Chapter Two
Andersson Dexter was having a bad day and it wasn’t even noon yet. Things had started out well enough — his room had brightened for him just the way he liked, waking him easily out of a deep sleep. He didn’t even have a twinge of a hangover. But then he opened his eyes and saw the walls of his small room and he remembered that he wasn’t in Europa any more. He was back in the city, alone and Annabelle was thousands of klicks away again.
He had been back for nearly two weeks and every morning was like this, though some days were better than other. This one was worse. When he got to work he was already in a sour mood. He sat at his desk and logged into the office’s network a couple of minutes early. Right on the dot of nine, a little light flashed at the corner of his vision and a customer’s details began scrolling before his eyes. A chime sounded and Dex could hear the faint hum of an open voice line. “Barrett and Brar Upgrades,” he said, faux-cheerfully, “How may I help you make a better you?”
Dex had put in a decade at B&B and he’d been working as a CSR for a long time before he got that job. He’d been threatened, sworn at, bullied, despised and mocked more times than he could count and like anyone in that business, it rarely gave him a moment’s pause. But he was cranky and the last thing he needed to hear first thing in the morning was the stream of invective this customer unleashed. It was twenty minutes before he got the woman to calm down and an hour before he finally resolved the call. A good long time over the twelve minutes that headquarters expected each call should average and another black mark next to the name Andersson Dexter.
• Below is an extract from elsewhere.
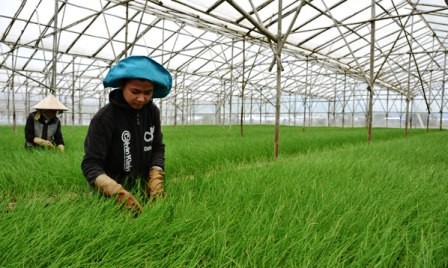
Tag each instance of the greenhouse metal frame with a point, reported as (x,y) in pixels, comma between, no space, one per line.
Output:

Dex grabbed a food brick from his desk drawer and tore it open. He took a large bite of the glutinous cube and slowly chewed while he typed up the notes from his call with Miss-Not-Ms. Mary Stiles, nemesis customer of the day. While he typed, he activated his covert program that allowed him to have access to the everywherenet from inside the B&B system. The firms kept their systems locked down, ostensibly for security reasons, but mostly to keep employees for wasting company time on other activities. Like Dex was about to do now.
While finishing his tasks for B&B, Dex logged into another system, this one for an organization with no official name, but which he and his cohorts called The Cubicle Men. When he wasn’t enduring calls from customers like Mary Stiles, Dex was a detective, solving cases for people who had no legitimate place to turn. The only law enforcement was the private Security arms of the firms and they only cared about problems that affected them. If you had no job, or only a low level one, there was nowhere to fight for you if you were cheated or stolen from. And if your problem was in an area that the firms disapproved of, then you had no chance. Except with people like Dex, who were employed at places like B&B but, unbeknown to their employers, were really on the clock for the Cubicle Men.
There was no new case for him, though, which soured his mood even more. He sighed aloud and his new office neighbour, a mousy looking man whose name Dex had never bothered to learn, sharply looked up. Dex scowled at the man, who quickly ducked his head down again. Dex checked the clock just barely visible in the corner of his vision. It was only ten minutes past eleven.